By acquiring 30 per cent stake in Glaceau, Tata Tea has presented to US a vivid image of India on the move: Bharat Wariavwalla.

A taste of India, with a hot cup of tea

Bharat Wariavwalla 

By acquiring 30 percent stake in Glaceau, a food beverage giant in the US, Tata Tea and Tata Sons have presented to the American people a vivid image of India on the move. Americans will literally taste the power of corporate India when they drink a cup of Tata Tea, hopefully with a pakora. They will get a differently flavoured India though — not the India of sadhus and snake-charmers, but an India that is on the ascendancy globally.

In an age where the masses are both consumers as well as voters, it is important for a country to project its power to the people of a country it wishes to impress. Diplomats do their job but PR men also have an important role in this exercise. Nothing impresses, or angers, people more than the sites of McDonald and Pizza Hut in their towns. They see them as symbols of the power of American mass culture. Tata Tea may well turn out to be our McDonald.

It is important that we realise this dimension of power, for all along South Block you’ll find babus and politicians who seem to believe that the only power that matters is military power.

Prime Minister Manmohan Singh’s recent statement in the Parliament on the India-US nuclear deal of July 2005 read like a declaration of complete nuclear sovereignty. He said that we’ll conduct nuclear tests if our interest so requires, that we won’t accept any cut on the production of fissile material that other NPT powers don’t accept, and that we are the equal of the five countries who founded the NPT. In short, we won’t accept any limitation on our nuclear sovereignty. The PM’s statement clearly suggests a hardening of the government’s position on the July 2005 nuclear deal.

This is unfortunate because it comes at a time when the Bush administration, bruised as it is on Iraq and a host of other domestic issues, needs the Manmohan Singh government’s cooperation to get the July 2005 agreement passed by the Congress without any substantial changes.

Underlying the PM’s statement is a dangerous piece of philosophy that Indian decision-makers since Jawaharlal Nehru have subscribed to: nuclear weapons are the currency of power. It’s a preposterous idea but it appealed to us at a time when we had nothing. The economy limped along at a Hindu rate of growth, and on all indices of power, except military power, we were not much different from the most wretched of the third world countries: Burma, Bolivia or Burkina Faso.

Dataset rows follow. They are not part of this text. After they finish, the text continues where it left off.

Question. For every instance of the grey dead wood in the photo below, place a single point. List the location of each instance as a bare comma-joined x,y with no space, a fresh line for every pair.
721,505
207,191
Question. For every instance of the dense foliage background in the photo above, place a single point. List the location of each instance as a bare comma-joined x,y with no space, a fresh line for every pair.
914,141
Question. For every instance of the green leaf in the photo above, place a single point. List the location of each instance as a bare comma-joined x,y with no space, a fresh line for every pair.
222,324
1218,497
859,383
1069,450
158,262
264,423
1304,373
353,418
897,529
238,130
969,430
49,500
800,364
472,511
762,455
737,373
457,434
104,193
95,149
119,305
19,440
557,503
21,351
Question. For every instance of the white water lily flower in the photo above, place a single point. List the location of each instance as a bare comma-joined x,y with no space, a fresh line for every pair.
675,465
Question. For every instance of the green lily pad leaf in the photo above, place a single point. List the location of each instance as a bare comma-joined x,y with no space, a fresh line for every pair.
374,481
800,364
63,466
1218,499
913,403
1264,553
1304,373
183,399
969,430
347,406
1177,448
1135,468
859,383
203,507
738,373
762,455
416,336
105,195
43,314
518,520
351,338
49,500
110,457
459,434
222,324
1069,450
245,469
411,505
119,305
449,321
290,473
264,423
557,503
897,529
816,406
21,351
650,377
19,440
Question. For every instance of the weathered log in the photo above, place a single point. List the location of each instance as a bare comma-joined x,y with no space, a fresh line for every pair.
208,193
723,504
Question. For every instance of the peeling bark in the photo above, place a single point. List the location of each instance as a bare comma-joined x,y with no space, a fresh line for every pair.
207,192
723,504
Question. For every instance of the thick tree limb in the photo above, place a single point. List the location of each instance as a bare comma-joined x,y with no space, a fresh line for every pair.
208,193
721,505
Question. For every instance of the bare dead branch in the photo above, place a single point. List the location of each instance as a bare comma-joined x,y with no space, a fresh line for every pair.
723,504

Today we have the power which the democracies of Europe and North America value. We have the economic power, complemented by the power that comes from our political institutions and our huge cultural diversity.

For the Bush administration, it is India’s economic power and not the nukes that matters. On the eve of his India visit, he said at the Asia Society in New York that India constituted a market of 300 million people. Larger, he added, than the American market. Indians are potential buyers of Whirlpool washing machines and Westinghouse air conditioners. He said the same thing in Hyderabad. That crusty politician, vice president Dick Cheney, defended the agreement on the same grounds in a Senate debate on the deal.

In the post 9/11 world, our sturdy democracy and rich diversity are our strengths. Our economic strength is conveyed to the corporate world in New York, Frankfurt and Tokyo by Indian companies’ acquisitions of European and American assets. Tata Tea is a more apt symbol of ascendant India than nukes.

The writer is a honorary fellow at the Centre for the Study of Developing Societies in Delhi.